Tadayyon: Our resident unions fight for patient care. Just one resident used to transport even critically ill patients, pushing the bed and managing the drips and bagging the patient. That’s just not safe. Now we have a minimum of two residents with a division of responsibilities helping with transport. Unionization has let residents bargain over bringing more safety to patients, and we have better outcomes.
How do you see medical resident unions in relation to the larger labor movement?
Iyengar: We’ve added thousands of new residents to the labor movement over the past few years. I’m always meeting people who are wondering how to join the union. I think we’ve really energized labor organizing in the health care sector because we’ve been growing so rapidly.
We’re also workers, and we’re fighting for the same things as everyone else, like child care, better public transportation, more affordable housing, and addressing the rising cost of living. We help connect these fights for people.
Every new union residency program adds people to the labor movement. The more members we have means the more power we have to achieve victories for us and our patients. I don’t see this slowing down anytime soon, because residents have now seen what unions can do for us.
Finally, what keeps you energized and hopeful for this movement?
Tadayyon: When you compare morale today among Buffalo medical residents to before we unionized, it’s huge. Before, we felt like we weren’t being heard. Fast-forward to today, and residency is still hard, but there’s less burnout and less stress over whether you can pay rent. After a long shift, we now have clean call rooms with clean sheets to rest on.
What inspired me to join our organizing committee and help win our union was that residents were not being treated right. I love looking at junior residents today and seeing that, instead of stressing about rent or groceries, they’re worried about questions like, “Did that patient do well?” “How should I follow up with that patient?” “Did I provide the best care possible?” That’s how residency should be.
Iyengar: I get to interview the next set of residents that come to our program, and I’ve noticed a huge shift. A few years ago, nobody was asking about the union. Now people always ask about this. They want a unionized program. It’s been really energizing to see this new generation of doctors who know their worth and are willing to fight, and who know the union is the path to being able to take better care of themselves and their patients.
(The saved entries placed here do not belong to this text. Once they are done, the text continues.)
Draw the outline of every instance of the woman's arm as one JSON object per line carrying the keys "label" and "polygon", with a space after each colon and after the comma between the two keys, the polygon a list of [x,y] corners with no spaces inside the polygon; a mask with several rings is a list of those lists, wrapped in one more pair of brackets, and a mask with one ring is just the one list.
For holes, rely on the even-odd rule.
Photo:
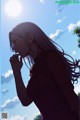
{"label": "woman's arm", "polygon": [[32,103],[32,99],[27,95],[27,88],[24,86],[21,72],[13,72],[16,84],[17,95],[23,106],[28,106]]}
{"label": "woman's arm", "polygon": [[54,76],[71,109],[79,115],[79,98],[72,88],[65,65],[59,58],[58,54],[50,53],[47,57],[48,69]]}
{"label": "woman's arm", "polygon": [[28,106],[32,99],[27,95],[27,88],[25,87],[22,76],[21,76],[21,67],[22,67],[22,61],[18,60],[18,56],[12,56],[10,58],[10,63],[12,66],[14,78],[15,78],[15,84],[16,84],[16,90],[17,95],[22,103],[23,106]]}

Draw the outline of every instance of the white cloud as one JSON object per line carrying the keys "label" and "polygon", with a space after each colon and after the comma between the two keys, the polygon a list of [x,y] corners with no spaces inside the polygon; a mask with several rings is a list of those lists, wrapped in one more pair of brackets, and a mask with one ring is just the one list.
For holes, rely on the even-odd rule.
{"label": "white cloud", "polygon": [[14,108],[19,103],[18,97],[14,97],[12,99],[8,99],[4,102],[3,105],[1,105],[1,109],[8,109],[8,108]]}
{"label": "white cloud", "polygon": [[5,77],[5,78],[7,78],[7,77],[9,77],[10,75],[12,75],[13,74],[13,71],[12,70],[8,70],[3,76]]}
{"label": "white cloud", "polygon": [[80,27],[80,21],[78,21],[78,22],[77,22],[77,26],[79,26],[79,27]]}
{"label": "white cloud", "polygon": [[[62,0],[61,0],[62,1]],[[59,2],[61,2],[59,1]],[[65,7],[67,6],[68,4],[59,4],[58,5],[58,9],[57,9],[57,12],[56,12],[56,15],[60,14],[64,9]]]}
{"label": "white cloud", "polygon": [[62,12],[63,9],[58,9],[56,12],[56,15],[58,15],[60,12]]}
{"label": "white cloud", "polygon": [[74,91],[75,91],[76,94],[78,94],[80,92],[80,85],[78,85],[77,87],[75,87]]}
{"label": "white cloud", "polygon": [[44,0],[39,0],[40,1],[40,3],[45,3],[45,1]]}
{"label": "white cloud", "polygon": [[8,93],[8,91],[9,91],[8,89],[3,89],[2,93],[5,95],[6,93]]}
{"label": "white cloud", "polygon": [[50,34],[50,38],[54,40],[54,39],[58,38],[62,33],[63,33],[63,30],[58,29],[58,30],[56,30],[55,33]]}
{"label": "white cloud", "polygon": [[71,32],[73,31],[76,27],[80,27],[80,21],[78,21],[77,23],[70,23],[67,27],[68,31]]}
{"label": "white cloud", "polygon": [[71,23],[67,28],[68,28],[69,32],[71,32],[76,28],[76,25]]}
{"label": "white cloud", "polygon": [[57,23],[61,23],[61,22],[62,22],[62,20],[61,20],[61,19],[57,20]]}
{"label": "white cloud", "polygon": [[74,51],[72,51],[72,54],[73,54],[73,55],[76,55],[76,51],[75,51],[75,50],[74,50]]}
{"label": "white cloud", "polygon": [[63,17],[62,19],[58,19],[58,20],[57,20],[57,23],[63,22],[64,19],[66,19],[66,17]]}
{"label": "white cloud", "polygon": [[15,115],[15,116],[11,116],[10,120],[27,120],[27,116]]}
{"label": "white cloud", "polygon": [[13,78],[13,71],[8,70],[5,74],[1,75],[1,84],[8,83]]}

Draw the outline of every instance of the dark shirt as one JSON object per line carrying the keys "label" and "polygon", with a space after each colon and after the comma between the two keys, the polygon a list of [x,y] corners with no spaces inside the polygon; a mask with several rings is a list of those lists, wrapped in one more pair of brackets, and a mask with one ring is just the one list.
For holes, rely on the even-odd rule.
{"label": "dark shirt", "polygon": [[27,86],[27,94],[39,108],[44,120],[78,120],[62,93],[62,89],[66,89],[66,84],[72,89],[73,85],[69,80],[64,80],[63,83],[61,78],[55,80],[53,71],[55,75],[58,74],[56,69],[50,66],[55,65],[59,58],[54,57],[55,53],[50,51],[42,53],[35,59]]}

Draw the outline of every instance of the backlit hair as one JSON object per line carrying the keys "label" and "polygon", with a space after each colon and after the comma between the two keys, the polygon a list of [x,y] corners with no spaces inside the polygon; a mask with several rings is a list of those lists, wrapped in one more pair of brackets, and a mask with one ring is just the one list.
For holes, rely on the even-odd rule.
{"label": "backlit hair", "polygon": [[[80,78],[80,60],[74,60],[70,55],[66,54],[64,50],[53,40],[51,40],[37,25],[30,22],[24,22],[19,25],[17,25],[10,33],[9,33],[9,39],[10,39],[10,47],[12,48],[11,44],[11,37],[12,36],[19,36],[22,37],[23,40],[25,40],[25,43],[27,41],[29,33],[34,34],[34,39],[36,44],[40,47],[41,50],[44,51],[54,51],[57,52],[59,56],[62,57],[64,60],[65,66],[67,68],[67,72],[69,74],[69,78],[71,79],[72,83],[75,81],[78,82],[78,79]],[[59,47],[61,50],[59,50]],[[69,56],[72,60],[69,60],[67,57]],[[30,56],[27,56],[27,59],[29,61],[29,64],[33,64],[34,60]],[[76,71],[78,69],[78,71]]]}

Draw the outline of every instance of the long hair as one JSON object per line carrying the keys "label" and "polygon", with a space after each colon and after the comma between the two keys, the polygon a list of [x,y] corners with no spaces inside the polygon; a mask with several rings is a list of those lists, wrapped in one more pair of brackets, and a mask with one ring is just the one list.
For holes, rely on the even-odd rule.
{"label": "long hair", "polygon": [[[59,56],[64,61],[64,65],[67,68],[67,72],[69,75],[69,78],[71,82],[74,84],[75,82],[78,82],[78,79],[80,78],[80,60],[74,60],[70,55],[66,54],[64,50],[59,46],[57,43],[55,43],[53,40],[51,40],[37,25],[30,23],[30,22],[24,22],[19,25],[17,25],[10,33],[10,47],[12,48],[11,44],[11,37],[12,36],[20,36],[25,40],[25,43],[27,41],[29,33],[33,33],[35,36],[35,42],[40,47],[41,50],[44,51],[54,51],[58,53]],[[61,48],[61,50],[59,49]],[[72,60],[69,60],[67,57],[70,57]],[[27,56],[29,65],[34,63],[33,58],[31,56]]]}

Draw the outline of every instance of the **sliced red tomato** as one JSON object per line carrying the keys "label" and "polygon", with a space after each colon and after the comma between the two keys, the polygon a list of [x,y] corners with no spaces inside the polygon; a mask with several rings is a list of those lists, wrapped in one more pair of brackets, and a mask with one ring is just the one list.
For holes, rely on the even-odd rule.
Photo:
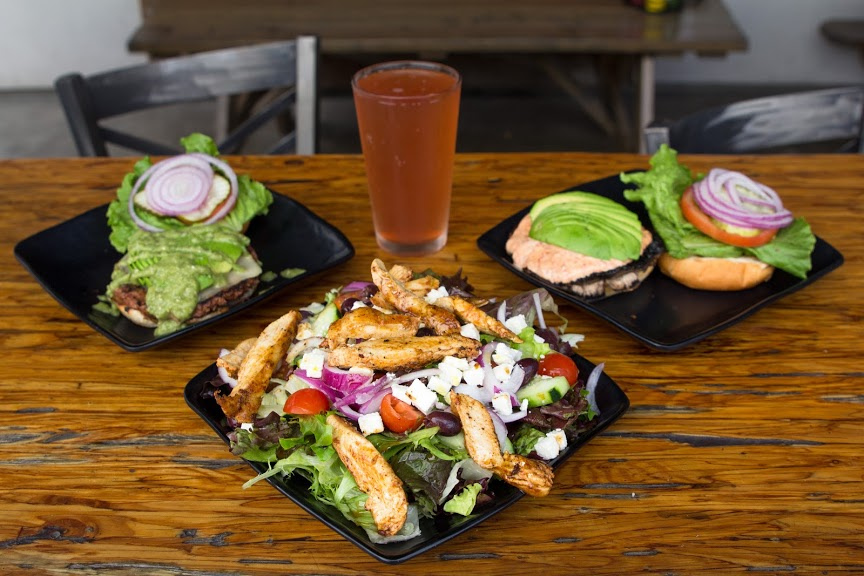
{"label": "sliced red tomato", "polygon": [[570,386],[573,386],[579,378],[579,368],[576,367],[573,359],[558,352],[546,354],[540,360],[537,373],[542,376],[563,376]]}
{"label": "sliced red tomato", "polygon": [[297,390],[285,401],[282,409],[286,414],[318,414],[330,409],[327,395],[315,388]]}
{"label": "sliced red tomato", "polygon": [[381,400],[381,420],[388,430],[403,433],[412,432],[423,424],[423,413],[393,394]]}
{"label": "sliced red tomato", "polygon": [[777,234],[777,229],[762,230],[754,236],[742,236],[733,234],[718,226],[714,219],[705,214],[693,199],[693,190],[688,188],[681,196],[681,212],[688,222],[693,224],[697,230],[724,244],[738,246],[740,248],[755,248],[770,242]]}

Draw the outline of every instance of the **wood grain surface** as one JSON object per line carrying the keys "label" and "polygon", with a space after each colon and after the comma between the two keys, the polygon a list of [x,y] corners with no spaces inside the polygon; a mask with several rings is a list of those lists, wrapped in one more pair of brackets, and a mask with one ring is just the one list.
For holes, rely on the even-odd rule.
{"label": "wood grain surface", "polygon": [[[399,566],[380,564],[232,456],[184,403],[218,350],[288,308],[368,277],[375,245],[358,156],[229,161],[347,234],[348,263],[140,353],[91,330],[14,245],[111,200],[132,159],[0,162],[0,574],[862,574],[864,156],[683,157],[775,187],[845,256],[806,289],[675,353],[563,305],[632,407],[571,458],[552,493]],[[647,167],[637,155],[457,159],[450,240],[399,261],[480,294],[530,288],[475,245],[533,200]],[[302,247],[286,246],[286,250]]]}

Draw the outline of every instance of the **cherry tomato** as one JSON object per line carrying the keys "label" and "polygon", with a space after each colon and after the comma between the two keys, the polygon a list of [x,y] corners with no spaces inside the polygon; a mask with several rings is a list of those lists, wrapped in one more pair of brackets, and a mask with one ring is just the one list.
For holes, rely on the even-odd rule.
{"label": "cherry tomato", "polygon": [[381,400],[381,420],[393,432],[412,432],[423,424],[423,413],[393,394]]}
{"label": "cherry tomato", "polygon": [[762,230],[755,236],[741,236],[740,234],[733,234],[732,232],[724,230],[720,226],[717,226],[717,224],[714,223],[714,220],[699,208],[696,201],[693,199],[692,188],[688,188],[684,192],[684,195],[681,196],[681,213],[684,214],[684,218],[686,218],[688,222],[693,224],[697,230],[706,236],[710,236],[718,242],[723,242],[724,244],[729,244],[731,246],[755,248],[756,246],[767,244],[777,234],[776,228]]}
{"label": "cherry tomato", "polygon": [[579,378],[579,368],[576,367],[573,359],[557,352],[547,354],[540,360],[537,373],[542,376],[563,376],[570,386],[573,386]]}
{"label": "cherry tomato", "polygon": [[286,414],[318,414],[330,409],[327,395],[315,388],[297,390],[285,401],[282,409]]}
I’m also seeing a huge wave of people who see the union as a powerful tool for advocating for patients in ways that intersect with health care but aren’t specifically health care. People are using the power of the union to fight for immigrants and trans kids. That’s really kept me energized.
I’m not going to be a resident for much longer. I’m really hopeful that in the next year, we can harness all this energy of younger, newer doctors that are so excited to be part of the labor movement and use that energy in coalition with others. I think that’s the next frontier for us.
Derek Seidman is a writer, researcher and historian living in Buffalo, New York. He is a regular contributor for Truthout and a contributing writer for LittleSis.